Habían pasado ya dos meses y medio desde nuestra separación. Me acojonó la idea de volver a verla y a punto estuve de no acudir al funeral. Cuando nos vimos, se instaló entre nosotros el mismo silencio que debió encontrarse Dios antes de la creación. Ni ella ni yo nos acercamos. El funeral como ya te he dicho fue muy emotivo, me gustó mucho el gesto de Lucía y lo pasamos bien en El ocaso del plata. Jorge nos contó anécdotas muy divertidas de su trabajo y fue un gusto escuchar las carcajadas de Sofía, la sobrina de Julián el de Valencia. Al final de la tarde, un poco antes de que todos nos separáramos, Ana se acercó hasta mí, me preguntó que cómo me encontraba y lució su mejor sonrisa. Hablamos un rato sobre asuntos de familia y cosas absurdas. Luego me pidió que si me importaba acercarla a casa y yo le dije que no, que no me importaba. Pensé que el tiempo y la distancia habían dejado todo ese tema atrás, en el olvido negro del universo. Pensé pensé.
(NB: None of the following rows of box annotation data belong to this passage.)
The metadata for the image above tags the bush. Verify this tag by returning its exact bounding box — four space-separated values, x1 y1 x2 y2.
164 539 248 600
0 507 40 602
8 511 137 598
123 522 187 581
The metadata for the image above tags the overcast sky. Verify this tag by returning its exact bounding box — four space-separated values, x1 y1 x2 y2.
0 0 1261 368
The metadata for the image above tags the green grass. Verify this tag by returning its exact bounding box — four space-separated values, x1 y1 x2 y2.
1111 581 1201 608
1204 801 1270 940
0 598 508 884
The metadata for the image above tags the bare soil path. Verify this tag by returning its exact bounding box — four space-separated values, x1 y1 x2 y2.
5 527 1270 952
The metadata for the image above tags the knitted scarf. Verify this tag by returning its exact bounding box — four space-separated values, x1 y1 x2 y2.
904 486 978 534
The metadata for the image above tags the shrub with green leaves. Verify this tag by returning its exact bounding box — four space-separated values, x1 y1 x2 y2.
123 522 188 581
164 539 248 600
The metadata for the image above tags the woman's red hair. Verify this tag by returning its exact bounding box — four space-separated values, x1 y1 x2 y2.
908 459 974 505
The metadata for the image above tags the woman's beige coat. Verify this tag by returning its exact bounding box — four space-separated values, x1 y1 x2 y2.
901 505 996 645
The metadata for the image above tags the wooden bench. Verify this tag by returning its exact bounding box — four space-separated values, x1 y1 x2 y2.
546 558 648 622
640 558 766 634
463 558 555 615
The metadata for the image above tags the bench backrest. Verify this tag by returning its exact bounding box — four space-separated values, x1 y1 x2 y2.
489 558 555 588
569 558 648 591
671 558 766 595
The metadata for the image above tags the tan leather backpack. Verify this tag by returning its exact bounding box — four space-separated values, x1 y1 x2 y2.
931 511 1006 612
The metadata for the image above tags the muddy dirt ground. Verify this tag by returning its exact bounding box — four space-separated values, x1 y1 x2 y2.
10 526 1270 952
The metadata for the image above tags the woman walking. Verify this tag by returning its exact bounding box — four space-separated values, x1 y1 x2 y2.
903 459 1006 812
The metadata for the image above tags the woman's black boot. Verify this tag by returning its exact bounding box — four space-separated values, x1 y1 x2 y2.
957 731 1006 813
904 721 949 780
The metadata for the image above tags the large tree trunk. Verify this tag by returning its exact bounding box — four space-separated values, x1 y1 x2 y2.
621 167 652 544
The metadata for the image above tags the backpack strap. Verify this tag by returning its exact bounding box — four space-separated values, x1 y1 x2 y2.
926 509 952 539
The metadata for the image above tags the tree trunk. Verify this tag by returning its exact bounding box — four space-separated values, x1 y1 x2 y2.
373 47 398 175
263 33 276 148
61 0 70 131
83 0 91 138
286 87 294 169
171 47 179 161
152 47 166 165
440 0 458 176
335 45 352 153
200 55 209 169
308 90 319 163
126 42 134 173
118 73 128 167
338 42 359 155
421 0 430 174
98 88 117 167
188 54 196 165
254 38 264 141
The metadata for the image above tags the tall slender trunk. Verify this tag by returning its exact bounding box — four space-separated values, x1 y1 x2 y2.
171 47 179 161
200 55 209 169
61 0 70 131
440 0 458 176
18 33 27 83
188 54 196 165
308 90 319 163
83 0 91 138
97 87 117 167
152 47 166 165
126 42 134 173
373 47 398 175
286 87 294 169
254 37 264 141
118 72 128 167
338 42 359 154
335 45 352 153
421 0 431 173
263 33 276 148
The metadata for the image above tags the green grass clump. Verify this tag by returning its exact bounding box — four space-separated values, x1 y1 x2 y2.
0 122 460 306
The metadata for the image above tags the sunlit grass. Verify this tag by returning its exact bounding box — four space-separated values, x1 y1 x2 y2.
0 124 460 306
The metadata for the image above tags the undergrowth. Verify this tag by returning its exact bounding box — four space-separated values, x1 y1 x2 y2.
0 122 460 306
Si en el camino de regreso ella no hubiese sacado de nuevo el tema, el coche no se hubiera convertido en una central eléctrica. Cuando recuerdo la escena soy capaz de abstraerme y escuchar el sonido que emitía el Opel Corsa allá por donde pasaba, su “yuuuuuuuu...” continuo y áspero. Tanto se cargó la atmósfera dentro de habitáculo que ambos lloramos como nimbos consentidos. Se me pasó por la cabeza estrellar el coche contra cualquier sitio estrellable y acabar de una vez para siempre con este absurdo tema. Ana dejó de llorar, me pidió que parara el coche en el arcén; cuando lo hice me obligó a mirarla, me pidió que la perdonara, me besó y me contó sus razones. Jamás se me habría pasado por la cabeza que sus motivos tenían una base tan fácil de entender... Me sentí tan ruin como un ladrón de indigentes, si es que a éstos les queda algo de alma; muy muy ruin.

Esta mañana he sido yo quien ha sacado el tema. Le he dicho que me gustaría hacerlo realidad; por si acaso, he añadido. Ana me ha mirado con profunda tristeza, se ha acercado hasta mí y me ha rodeado la cara de un bofetón. ¡Me lo tengo bien merecido, por capullo!